Thanks to the persistence of Sandy Martin of
the Santa Rosa Chapter in Las Cruces and previous Diocesan President, we have some answers to questions you may
have wondered about Daughters, but didn’t know who to ask.
The National Offices says that there are 1,811
U.S. chapters, 220 international chapters, for a total of approximately 30,000
Daughters!
Grace Sears, former National President and
now Archive Chair fills in some other details:
“Attached (at right) is a scan of an article Margaret
Franklin wrote in 1894, just 9 years after the Order was founded. I don't know
why I only scanned the first page--I still need to get a copy of the facing
half page.
In her article, Margaret Franklin says that a
committee of the original 8 members came up with a design for a
"badge" and a motto. It sounds as if those decisions were made the
same year, 1885, as the Easter Eve service that we regard as the beginning of
the Order.
The committee borrowed the motto from a
popular motivational speaker and writer of the time, a Unitarian minister who
became chaplain of the Senate. His name was Edward Everett Hale, and several
versions of the words, "What I can do, I ought to do" are attributed
to him. I have never seen a written source of exactly those words.

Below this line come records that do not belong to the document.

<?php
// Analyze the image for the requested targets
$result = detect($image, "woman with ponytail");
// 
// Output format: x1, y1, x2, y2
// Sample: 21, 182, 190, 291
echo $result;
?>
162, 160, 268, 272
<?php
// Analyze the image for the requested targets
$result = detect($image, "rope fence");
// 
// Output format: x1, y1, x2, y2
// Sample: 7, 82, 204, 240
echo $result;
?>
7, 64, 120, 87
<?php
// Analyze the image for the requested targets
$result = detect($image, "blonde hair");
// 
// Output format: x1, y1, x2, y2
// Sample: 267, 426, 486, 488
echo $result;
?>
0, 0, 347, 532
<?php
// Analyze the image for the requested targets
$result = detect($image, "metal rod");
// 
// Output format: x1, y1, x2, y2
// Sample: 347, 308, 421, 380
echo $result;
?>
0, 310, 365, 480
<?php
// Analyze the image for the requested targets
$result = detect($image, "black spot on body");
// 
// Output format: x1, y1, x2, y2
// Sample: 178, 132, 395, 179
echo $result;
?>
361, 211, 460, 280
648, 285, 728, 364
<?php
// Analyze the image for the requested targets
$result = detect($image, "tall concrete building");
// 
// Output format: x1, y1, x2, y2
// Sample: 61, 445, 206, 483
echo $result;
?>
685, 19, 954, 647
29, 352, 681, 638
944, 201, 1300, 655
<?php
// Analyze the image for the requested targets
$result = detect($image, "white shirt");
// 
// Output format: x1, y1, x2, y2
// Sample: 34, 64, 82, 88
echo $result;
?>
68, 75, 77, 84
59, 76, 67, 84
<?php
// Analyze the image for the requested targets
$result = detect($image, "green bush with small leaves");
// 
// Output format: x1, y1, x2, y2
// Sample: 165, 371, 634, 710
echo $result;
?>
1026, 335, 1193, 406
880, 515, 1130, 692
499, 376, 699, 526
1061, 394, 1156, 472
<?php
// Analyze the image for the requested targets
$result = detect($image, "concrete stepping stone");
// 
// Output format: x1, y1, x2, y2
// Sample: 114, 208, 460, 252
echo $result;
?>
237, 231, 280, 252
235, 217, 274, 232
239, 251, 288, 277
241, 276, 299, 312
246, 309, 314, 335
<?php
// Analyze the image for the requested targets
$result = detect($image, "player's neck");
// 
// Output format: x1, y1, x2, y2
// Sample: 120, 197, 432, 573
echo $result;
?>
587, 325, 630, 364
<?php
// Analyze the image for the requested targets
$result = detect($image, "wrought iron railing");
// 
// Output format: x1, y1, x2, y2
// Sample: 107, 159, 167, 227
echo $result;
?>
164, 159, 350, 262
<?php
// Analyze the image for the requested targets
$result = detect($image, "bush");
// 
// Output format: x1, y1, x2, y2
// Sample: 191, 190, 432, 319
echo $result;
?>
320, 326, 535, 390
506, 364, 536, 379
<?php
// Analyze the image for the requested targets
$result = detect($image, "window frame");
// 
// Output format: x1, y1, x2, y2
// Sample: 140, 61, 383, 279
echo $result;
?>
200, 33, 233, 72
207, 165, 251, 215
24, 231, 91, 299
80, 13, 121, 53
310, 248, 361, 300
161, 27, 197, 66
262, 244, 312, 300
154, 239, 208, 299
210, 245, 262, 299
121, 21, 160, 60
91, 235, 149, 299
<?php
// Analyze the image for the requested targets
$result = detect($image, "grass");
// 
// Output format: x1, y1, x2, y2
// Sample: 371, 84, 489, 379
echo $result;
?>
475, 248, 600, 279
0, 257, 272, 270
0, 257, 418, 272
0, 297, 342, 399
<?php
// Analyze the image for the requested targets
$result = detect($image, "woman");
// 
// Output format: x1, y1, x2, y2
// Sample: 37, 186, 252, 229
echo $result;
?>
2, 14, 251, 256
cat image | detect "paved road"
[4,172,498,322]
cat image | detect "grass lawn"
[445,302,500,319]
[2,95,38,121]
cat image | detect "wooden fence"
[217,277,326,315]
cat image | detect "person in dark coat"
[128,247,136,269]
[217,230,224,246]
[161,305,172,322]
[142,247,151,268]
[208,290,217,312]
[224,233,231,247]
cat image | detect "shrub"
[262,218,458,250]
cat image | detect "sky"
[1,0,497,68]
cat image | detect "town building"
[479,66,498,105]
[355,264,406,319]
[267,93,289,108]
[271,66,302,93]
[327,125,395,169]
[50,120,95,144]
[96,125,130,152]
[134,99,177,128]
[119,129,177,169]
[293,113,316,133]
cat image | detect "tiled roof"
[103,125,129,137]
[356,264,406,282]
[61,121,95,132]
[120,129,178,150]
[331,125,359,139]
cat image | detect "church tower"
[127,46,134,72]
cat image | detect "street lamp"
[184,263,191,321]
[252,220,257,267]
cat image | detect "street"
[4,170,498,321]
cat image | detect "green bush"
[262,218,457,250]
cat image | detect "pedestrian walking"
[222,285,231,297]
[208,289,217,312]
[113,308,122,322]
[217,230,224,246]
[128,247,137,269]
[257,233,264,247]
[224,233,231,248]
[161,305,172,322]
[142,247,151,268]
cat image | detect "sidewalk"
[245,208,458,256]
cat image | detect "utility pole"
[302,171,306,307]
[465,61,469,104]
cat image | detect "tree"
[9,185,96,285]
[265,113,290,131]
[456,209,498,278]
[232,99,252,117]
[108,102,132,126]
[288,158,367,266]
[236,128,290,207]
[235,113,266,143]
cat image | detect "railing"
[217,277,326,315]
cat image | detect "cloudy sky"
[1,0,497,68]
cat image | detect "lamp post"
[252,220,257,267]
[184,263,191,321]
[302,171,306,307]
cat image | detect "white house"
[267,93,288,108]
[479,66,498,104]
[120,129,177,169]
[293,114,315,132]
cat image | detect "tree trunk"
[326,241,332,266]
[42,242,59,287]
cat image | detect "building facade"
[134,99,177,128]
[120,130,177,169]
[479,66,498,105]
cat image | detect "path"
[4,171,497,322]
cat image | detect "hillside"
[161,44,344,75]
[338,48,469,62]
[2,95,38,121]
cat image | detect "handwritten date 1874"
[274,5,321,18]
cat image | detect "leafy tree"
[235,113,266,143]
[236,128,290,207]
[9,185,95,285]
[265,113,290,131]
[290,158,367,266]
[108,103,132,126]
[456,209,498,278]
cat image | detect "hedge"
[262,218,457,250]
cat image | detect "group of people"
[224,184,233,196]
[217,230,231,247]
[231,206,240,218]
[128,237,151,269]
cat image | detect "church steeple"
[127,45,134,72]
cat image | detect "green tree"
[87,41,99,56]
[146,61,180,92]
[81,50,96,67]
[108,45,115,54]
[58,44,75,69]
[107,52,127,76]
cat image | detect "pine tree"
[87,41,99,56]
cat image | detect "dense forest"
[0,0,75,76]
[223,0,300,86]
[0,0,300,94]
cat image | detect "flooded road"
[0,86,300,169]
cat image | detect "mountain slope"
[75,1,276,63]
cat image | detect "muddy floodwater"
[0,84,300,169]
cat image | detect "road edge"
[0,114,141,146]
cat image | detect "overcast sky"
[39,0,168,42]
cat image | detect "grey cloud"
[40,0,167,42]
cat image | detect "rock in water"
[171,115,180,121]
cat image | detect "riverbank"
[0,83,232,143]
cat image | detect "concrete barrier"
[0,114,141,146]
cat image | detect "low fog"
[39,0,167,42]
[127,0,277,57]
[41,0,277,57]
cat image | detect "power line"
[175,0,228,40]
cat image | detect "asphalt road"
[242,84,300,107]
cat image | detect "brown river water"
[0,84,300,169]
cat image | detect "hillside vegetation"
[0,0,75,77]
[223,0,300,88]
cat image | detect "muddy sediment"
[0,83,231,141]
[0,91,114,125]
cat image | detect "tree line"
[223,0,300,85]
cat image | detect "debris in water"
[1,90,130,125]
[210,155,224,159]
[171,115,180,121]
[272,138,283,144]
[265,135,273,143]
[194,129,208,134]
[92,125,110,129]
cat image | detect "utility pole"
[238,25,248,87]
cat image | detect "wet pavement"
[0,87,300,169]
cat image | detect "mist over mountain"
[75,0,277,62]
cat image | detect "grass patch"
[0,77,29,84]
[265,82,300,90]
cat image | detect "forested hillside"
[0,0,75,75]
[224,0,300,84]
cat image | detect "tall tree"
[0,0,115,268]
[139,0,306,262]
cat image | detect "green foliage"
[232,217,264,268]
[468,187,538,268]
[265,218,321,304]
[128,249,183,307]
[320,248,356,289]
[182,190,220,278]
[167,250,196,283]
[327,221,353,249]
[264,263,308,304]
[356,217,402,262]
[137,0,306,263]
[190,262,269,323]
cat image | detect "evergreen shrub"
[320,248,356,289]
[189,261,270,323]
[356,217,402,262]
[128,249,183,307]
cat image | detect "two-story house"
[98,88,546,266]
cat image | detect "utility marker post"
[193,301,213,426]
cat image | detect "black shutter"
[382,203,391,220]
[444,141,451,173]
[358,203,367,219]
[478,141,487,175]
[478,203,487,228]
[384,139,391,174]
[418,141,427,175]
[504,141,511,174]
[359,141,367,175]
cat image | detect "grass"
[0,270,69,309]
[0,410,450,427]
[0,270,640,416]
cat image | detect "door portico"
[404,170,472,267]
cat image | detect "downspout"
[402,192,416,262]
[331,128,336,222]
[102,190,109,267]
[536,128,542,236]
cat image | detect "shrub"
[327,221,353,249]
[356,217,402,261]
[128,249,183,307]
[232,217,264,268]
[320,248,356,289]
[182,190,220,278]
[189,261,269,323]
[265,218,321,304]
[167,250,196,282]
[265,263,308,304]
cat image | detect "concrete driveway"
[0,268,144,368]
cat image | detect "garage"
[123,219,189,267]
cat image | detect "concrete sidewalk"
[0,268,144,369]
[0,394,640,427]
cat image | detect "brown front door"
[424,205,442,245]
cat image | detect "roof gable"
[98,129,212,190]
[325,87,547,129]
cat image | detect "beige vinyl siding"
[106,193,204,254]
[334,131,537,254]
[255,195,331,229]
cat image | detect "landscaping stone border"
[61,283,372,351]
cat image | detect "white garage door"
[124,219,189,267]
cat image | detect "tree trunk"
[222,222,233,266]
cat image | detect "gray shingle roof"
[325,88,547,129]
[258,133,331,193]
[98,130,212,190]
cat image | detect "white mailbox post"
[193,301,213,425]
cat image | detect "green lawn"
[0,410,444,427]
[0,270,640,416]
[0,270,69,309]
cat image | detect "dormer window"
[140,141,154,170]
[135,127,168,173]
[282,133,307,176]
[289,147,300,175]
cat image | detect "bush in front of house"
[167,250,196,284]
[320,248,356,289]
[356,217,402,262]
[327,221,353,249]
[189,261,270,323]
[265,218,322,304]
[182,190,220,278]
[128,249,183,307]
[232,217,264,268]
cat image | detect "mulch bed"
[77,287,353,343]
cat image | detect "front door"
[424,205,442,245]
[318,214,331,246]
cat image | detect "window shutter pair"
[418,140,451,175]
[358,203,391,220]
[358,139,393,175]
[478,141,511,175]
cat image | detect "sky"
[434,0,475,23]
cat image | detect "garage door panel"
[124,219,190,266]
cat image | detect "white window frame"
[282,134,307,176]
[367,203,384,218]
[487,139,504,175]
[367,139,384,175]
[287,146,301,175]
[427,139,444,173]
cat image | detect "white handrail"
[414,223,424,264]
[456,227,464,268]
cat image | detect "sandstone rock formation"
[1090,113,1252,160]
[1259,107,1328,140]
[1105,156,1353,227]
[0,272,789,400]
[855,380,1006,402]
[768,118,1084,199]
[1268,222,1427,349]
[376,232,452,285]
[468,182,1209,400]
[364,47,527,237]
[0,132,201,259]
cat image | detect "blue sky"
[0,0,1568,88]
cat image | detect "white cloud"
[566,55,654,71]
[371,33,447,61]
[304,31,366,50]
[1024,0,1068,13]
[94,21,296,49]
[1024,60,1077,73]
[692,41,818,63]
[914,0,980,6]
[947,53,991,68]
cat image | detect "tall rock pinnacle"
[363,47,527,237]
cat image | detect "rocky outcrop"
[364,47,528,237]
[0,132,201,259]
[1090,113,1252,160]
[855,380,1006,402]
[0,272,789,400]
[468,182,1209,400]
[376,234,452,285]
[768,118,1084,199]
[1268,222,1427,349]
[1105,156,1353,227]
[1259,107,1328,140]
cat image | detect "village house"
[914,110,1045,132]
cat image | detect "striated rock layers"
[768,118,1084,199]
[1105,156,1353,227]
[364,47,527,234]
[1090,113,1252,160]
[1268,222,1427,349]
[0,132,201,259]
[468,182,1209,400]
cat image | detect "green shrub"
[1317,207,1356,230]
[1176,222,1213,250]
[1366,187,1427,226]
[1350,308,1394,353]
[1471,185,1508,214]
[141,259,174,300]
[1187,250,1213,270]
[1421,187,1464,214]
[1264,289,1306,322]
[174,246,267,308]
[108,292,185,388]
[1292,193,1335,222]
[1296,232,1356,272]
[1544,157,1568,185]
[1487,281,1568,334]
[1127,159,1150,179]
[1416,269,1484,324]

What the Daughters did was add a line that
changed the "oughts" into a prayer: Lord, what would you have me do?
I also have a copy of a booklet published by
the Order in 1892, apparently to introduce themselves to potential chapters. It
includes the first constitution, adopted in 1891, but later amended at the
first convention in 1893. It also includes the prayer of the Order, a somewhat
longer version than the prayer we use today, but definitely the same prayer.
Who wrote it? It was probably a collaboration, but that information has
not come down to us. But we do know that the first Council in 1891, including
the original members, adopted the Order's prayer as well as a constitution that
names the Order's colors and describes its cross.”